University of Miami
Miami Beach, United States
Simona Migliozzi, Ph.D, University of Miami Sylvester Comprehensive Cancer Center
I graduated in Science and Genetics Technology at University of Sannio, Italy, in 2015. The aim of my Master’s Degree thesis was the development and application of a computational approach which integrates somatic mutation and copy number variation profiles with protein-protein interaction networks to identify distinct subtypes of gliomas (e.g., low-grade glioma and glioblastoma). I got my PhD in Molecular Oncology in April 2019 which was focused on the molecular characterization both at a genomic level (somatic mutations and CNV) and at transcriptomic level (gene expression) of high serous ovarian cancer samples in order to identify the molecular signatures associated with different response to platinum-based chemotherapy. Since 2019 I am post-doctoral research fellow (Italian Association for Cancer Research AIRC fellowship) in the lab of Professor Iavarone (Columbia University, New York) which seeks to unravel the biologic and genetic alterations driving subgroups of malignant brain tumors and exploit this information for rational therapeutic stratification. My research focus is the development of computational tools able to integrate multi-omics data from single cells and bulk tumors in order to provide rapid translation of proteogenomic information to better diagnose and treat patients with glioblastoma. Recently we developed a pathway-based approach able to identify new glioblastoma subtypes whose pathways deregulation reflect the genetic alterations, providing us help in the designation of personalized therapies.

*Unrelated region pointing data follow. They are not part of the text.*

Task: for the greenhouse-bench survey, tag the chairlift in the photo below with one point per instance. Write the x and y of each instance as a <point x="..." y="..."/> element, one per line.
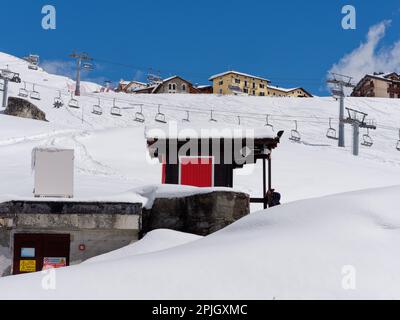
<point x="398" y="143"/>
<point x="331" y="133"/>
<point x="139" y="116"/>
<point x="367" y="140"/>
<point x="97" y="109"/>
<point x="115" y="111"/>
<point x="73" y="103"/>
<point x="187" y="119"/>
<point x="35" y="95"/>
<point x="23" y="93"/>
<point x="295" y="134"/>
<point x="212" y="117"/>
<point x="58" y="103"/>
<point x="160" y="117"/>
<point x="267" y="124"/>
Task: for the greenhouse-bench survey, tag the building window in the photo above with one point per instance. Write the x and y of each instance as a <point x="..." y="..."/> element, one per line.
<point x="172" y="88"/>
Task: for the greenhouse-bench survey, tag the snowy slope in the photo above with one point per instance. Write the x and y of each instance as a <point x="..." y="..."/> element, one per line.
<point x="299" y="250"/>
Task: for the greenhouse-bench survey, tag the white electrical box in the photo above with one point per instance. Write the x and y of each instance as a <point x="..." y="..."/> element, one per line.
<point x="54" y="172"/>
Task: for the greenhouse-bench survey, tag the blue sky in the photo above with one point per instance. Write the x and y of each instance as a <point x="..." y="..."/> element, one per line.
<point x="293" y="43"/>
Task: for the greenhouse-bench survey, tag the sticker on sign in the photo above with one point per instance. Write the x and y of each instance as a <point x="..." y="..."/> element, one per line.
<point x="27" y="266"/>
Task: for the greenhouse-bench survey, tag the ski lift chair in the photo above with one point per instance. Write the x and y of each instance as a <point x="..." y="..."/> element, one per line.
<point x="115" y="111"/>
<point x="367" y="140"/>
<point x="58" y="103"/>
<point x="23" y="93"/>
<point x="73" y="103"/>
<point x="139" y="116"/>
<point x="35" y="95"/>
<point x="160" y="117"/>
<point x="187" y="119"/>
<point x="295" y="134"/>
<point x="331" y="133"/>
<point x="212" y="117"/>
<point x="97" y="109"/>
<point x="267" y="124"/>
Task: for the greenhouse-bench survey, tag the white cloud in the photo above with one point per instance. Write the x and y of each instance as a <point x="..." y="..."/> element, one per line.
<point x="368" y="57"/>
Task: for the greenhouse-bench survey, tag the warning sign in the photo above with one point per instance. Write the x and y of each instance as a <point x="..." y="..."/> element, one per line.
<point x="54" y="263"/>
<point x="27" y="266"/>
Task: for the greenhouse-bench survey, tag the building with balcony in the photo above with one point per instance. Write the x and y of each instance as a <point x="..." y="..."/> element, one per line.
<point x="378" y="85"/>
<point x="238" y="83"/>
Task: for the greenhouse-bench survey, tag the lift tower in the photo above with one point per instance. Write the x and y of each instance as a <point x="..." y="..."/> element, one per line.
<point x="340" y="82"/>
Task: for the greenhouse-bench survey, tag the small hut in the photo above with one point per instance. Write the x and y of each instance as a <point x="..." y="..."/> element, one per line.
<point x="207" y="156"/>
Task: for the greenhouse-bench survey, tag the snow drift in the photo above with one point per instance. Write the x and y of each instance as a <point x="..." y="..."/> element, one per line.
<point x="296" y="251"/>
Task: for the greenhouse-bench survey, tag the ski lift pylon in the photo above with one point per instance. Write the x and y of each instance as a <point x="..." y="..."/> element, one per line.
<point x="331" y="133"/>
<point x="115" y="110"/>
<point x="160" y="117"/>
<point x="139" y="116"/>
<point x="367" y="140"/>
<point x="295" y="134"/>
<point x="23" y="93"/>
<point x="58" y="103"/>
<point x="35" y="95"/>
<point x="187" y="119"/>
<point x="97" y="109"/>
<point x="398" y="142"/>
<point x="212" y="117"/>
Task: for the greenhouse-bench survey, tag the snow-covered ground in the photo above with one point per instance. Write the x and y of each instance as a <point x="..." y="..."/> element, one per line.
<point x="338" y="247"/>
<point x="280" y="253"/>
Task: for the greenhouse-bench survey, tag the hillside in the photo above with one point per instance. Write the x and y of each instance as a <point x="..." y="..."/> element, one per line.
<point x="111" y="153"/>
<point x="301" y="250"/>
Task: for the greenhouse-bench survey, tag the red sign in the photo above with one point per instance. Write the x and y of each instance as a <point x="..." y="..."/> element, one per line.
<point x="54" y="263"/>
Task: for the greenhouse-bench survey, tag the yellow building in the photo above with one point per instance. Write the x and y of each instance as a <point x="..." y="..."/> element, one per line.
<point x="238" y="83"/>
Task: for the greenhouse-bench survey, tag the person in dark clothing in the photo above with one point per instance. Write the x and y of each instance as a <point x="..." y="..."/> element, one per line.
<point x="273" y="198"/>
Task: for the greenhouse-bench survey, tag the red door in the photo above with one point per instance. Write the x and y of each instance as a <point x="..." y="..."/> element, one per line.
<point x="31" y="250"/>
<point x="197" y="172"/>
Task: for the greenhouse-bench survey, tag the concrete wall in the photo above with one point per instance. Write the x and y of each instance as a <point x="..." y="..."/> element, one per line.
<point x="101" y="227"/>
<point x="23" y="108"/>
<point x="200" y="214"/>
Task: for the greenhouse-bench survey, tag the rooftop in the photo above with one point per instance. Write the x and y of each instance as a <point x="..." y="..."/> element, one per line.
<point x="238" y="73"/>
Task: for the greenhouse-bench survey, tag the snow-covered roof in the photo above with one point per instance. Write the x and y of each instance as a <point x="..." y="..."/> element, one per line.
<point x="209" y="131"/>
<point x="238" y="73"/>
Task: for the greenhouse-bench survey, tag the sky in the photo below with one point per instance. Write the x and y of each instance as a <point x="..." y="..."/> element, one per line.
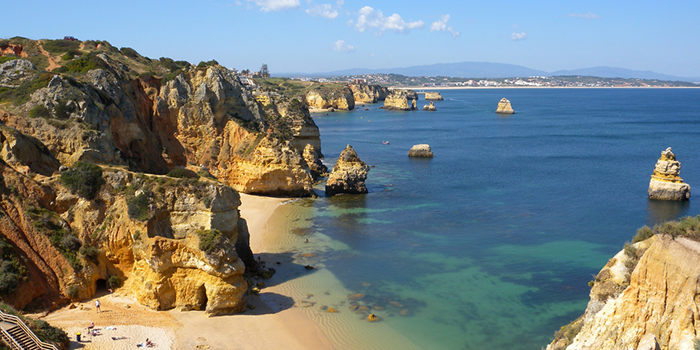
<point x="314" y="36"/>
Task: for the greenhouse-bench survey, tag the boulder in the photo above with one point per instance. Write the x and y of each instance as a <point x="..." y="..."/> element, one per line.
<point x="665" y="183"/>
<point x="504" y="107"/>
<point x="433" y="96"/>
<point x="421" y="150"/>
<point x="348" y="175"/>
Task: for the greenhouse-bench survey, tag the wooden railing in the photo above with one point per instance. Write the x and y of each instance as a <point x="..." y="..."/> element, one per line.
<point x="18" y="322"/>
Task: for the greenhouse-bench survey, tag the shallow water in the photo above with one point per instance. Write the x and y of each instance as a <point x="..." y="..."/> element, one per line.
<point x="491" y="243"/>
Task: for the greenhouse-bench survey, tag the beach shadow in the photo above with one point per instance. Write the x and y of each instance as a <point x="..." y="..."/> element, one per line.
<point x="268" y="303"/>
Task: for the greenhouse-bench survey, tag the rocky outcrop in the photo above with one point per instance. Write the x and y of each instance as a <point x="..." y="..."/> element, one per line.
<point x="402" y="100"/>
<point x="348" y="174"/>
<point x="657" y="297"/>
<point x="430" y="108"/>
<point x="312" y="160"/>
<point x="666" y="184"/>
<point x="420" y="150"/>
<point x="326" y="98"/>
<point x="433" y="96"/>
<point x="202" y="116"/>
<point x="364" y="93"/>
<point x="504" y="107"/>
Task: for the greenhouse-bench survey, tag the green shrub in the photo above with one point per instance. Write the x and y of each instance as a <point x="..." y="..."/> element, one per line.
<point x="183" y="173"/>
<point x="89" y="252"/>
<point x="129" y="52"/>
<point x="114" y="282"/>
<point x="642" y="234"/>
<point x="40" y="111"/>
<point x="84" y="64"/>
<point x="138" y="207"/>
<point x="83" y="178"/>
<point x="209" y="240"/>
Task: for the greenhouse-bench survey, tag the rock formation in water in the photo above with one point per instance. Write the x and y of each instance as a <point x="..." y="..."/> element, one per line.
<point x="348" y="174"/>
<point x="504" y="107"/>
<point x="420" y="150"/>
<point x="335" y="97"/>
<point x="174" y="242"/>
<point x="431" y="107"/>
<point x="433" y="96"/>
<point x="654" y="300"/>
<point x="399" y="100"/>
<point x="364" y="93"/>
<point x="666" y="184"/>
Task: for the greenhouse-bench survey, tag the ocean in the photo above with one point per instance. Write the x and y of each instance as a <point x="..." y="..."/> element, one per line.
<point x="491" y="243"/>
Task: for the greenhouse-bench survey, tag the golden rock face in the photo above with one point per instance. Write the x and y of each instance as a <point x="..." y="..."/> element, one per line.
<point x="661" y="300"/>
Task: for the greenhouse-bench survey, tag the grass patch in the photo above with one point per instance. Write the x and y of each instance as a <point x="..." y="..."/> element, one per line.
<point x="138" y="207"/>
<point x="84" y="178"/>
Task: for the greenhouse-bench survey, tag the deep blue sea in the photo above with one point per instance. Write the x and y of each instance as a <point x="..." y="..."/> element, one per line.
<point x="491" y="243"/>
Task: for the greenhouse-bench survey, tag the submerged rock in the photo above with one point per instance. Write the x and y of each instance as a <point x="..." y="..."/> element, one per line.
<point x="665" y="183"/>
<point x="348" y="175"/>
<point x="504" y="107"/>
<point x="420" y="150"/>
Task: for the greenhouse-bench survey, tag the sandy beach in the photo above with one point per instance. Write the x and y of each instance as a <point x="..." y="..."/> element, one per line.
<point x="274" y="322"/>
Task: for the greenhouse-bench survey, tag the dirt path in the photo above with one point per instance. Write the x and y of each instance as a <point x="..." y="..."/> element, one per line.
<point x="52" y="63"/>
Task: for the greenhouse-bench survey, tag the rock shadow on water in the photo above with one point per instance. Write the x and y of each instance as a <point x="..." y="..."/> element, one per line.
<point x="659" y="211"/>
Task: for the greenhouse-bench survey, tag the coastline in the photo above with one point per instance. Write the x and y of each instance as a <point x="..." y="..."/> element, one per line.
<point x="272" y="323"/>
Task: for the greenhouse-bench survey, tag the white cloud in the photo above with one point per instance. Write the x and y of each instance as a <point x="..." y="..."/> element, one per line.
<point x="324" y="10"/>
<point x="275" y="5"/>
<point x="588" y="15"/>
<point x="371" y="18"/>
<point x="342" y="46"/>
<point x="518" y="36"/>
<point x="441" y="26"/>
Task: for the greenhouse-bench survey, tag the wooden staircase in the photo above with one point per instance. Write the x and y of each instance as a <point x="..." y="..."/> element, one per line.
<point x="18" y="336"/>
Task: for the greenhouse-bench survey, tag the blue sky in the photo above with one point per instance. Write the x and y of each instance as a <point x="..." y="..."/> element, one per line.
<point x="320" y="35"/>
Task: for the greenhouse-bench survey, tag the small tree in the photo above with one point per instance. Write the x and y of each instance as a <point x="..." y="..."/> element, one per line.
<point x="264" y="72"/>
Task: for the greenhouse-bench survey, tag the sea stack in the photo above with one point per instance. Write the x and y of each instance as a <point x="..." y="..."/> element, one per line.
<point x="433" y="96"/>
<point x="504" y="107"/>
<point x="421" y="150"/>
<point x="666" y="184"/>
<point x="348" y="174"/>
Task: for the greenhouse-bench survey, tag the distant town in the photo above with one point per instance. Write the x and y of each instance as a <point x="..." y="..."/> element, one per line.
<point x="397" y="80"/>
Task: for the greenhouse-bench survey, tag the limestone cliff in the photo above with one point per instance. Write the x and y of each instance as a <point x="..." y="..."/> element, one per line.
<point x="504" y="107"/>
<point x="655" y="300"/>
<point x="348" y="174"/>
<point x="336" y="98"/>
<point x="193" y="116"/>
<point x="403" y="100"/>
<point x="665" y="183"/>
<point x="364" y="93"/>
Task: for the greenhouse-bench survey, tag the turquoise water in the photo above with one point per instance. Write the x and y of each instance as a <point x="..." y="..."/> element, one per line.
<point x="491" y="244"/>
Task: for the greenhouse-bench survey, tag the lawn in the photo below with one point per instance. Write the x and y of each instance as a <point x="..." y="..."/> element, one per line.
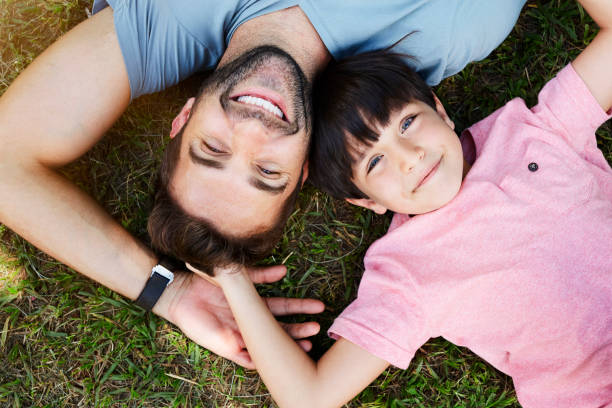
<point x="66" y="341"/>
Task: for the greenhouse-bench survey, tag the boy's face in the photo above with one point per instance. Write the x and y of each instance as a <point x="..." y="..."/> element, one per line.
<point x="416" y="165"/>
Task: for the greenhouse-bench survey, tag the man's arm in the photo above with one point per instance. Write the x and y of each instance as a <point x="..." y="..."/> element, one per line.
<point x="55" y="111"/>
<point x="294" y="380"/>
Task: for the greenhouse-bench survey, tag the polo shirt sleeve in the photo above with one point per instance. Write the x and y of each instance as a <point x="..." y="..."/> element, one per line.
<point x="386" y="319"/>
<point x="157" y="49"/>
<point x="566" y="105"/>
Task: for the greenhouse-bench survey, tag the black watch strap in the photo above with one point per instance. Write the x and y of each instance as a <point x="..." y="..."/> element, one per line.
<point x="154" y="288"/>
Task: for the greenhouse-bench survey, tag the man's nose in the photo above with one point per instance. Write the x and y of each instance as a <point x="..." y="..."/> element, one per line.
<point x="409" y="157"/>
<point x="250" y="135"/>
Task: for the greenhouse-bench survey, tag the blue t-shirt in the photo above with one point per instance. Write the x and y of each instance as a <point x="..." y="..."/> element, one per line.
<point x="165" y="41"/>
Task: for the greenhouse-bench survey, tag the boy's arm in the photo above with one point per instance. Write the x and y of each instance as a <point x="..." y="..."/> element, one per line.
<point x="594" y="63"/>
<point x="294" y="380"/>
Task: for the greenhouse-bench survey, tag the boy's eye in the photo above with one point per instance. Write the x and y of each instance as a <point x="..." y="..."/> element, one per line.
<point x="373" y="163"/>
<point x="406" y="122"/>
<point x="268" y="173"/>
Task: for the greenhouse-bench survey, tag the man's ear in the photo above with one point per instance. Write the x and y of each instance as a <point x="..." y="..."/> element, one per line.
<point x="304" y="172"/>
<point x="369" y="204"/>
<point x="180" y="119"/>
<point x="201" y="274"/>
<point x="442" y="112"/>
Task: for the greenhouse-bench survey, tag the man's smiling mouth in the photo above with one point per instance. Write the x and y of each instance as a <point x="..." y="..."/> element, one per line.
<point x="262" y="103"/>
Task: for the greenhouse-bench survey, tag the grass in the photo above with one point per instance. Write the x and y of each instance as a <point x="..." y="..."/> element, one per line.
<point x="66" y="341"/>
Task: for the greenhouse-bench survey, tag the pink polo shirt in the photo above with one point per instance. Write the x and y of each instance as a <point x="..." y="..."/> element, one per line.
<point x="518" y="266"/>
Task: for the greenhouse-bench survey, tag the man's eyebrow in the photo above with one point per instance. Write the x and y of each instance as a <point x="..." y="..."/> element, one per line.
<point x="255" y="182"/>
<point x="204" y="162"/>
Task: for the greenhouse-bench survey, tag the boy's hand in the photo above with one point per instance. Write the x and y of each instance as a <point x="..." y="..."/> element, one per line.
<point x="200" y="310"/>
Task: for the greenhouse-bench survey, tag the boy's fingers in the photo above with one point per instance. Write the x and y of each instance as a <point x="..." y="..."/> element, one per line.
<point x="267" y="274"/>
<point x="288" y="306"/>
<point x="301" y="330"/>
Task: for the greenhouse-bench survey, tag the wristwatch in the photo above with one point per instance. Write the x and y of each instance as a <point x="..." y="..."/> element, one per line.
<point x="161" y="276"/>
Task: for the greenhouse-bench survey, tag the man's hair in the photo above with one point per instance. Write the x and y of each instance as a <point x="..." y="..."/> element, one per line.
<point x="351" y="99"/>
<point x="197" y="241"/>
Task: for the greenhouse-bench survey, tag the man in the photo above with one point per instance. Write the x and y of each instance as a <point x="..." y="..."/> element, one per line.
<point x="240" y="156"/>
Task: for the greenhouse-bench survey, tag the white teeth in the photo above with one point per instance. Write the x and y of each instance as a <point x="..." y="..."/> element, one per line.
<point x="267" y="105"/>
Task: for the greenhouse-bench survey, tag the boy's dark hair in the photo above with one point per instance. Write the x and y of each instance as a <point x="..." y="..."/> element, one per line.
<point x="351" y="98"/>
<point x="197" y="241"/>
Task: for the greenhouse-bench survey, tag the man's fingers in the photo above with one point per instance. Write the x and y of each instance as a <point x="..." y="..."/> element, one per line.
<point x="301" y="330"/>
<point x="267" y="274"/>
<point x="288" y="306"/>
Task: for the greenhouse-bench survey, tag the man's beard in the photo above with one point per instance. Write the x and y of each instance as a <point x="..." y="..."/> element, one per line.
<point x="224" y="80"/>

We uncovered a GBM subtype we defined “mitochondrial” composed of tumors which exclusively rely on oxidative phosphorylation (OXPHOS) metabolism for energy production and survival and that are vulnerable to OXPHOS inhibitors. Since September 2022 I am Assistant Scientist in Prof. Iavarone Lab at Sylvester Comprehensive Cancer Center in Miami with the aim of develop computational tools to integrate proteogenomics data derived from the most innovative spatial technologies.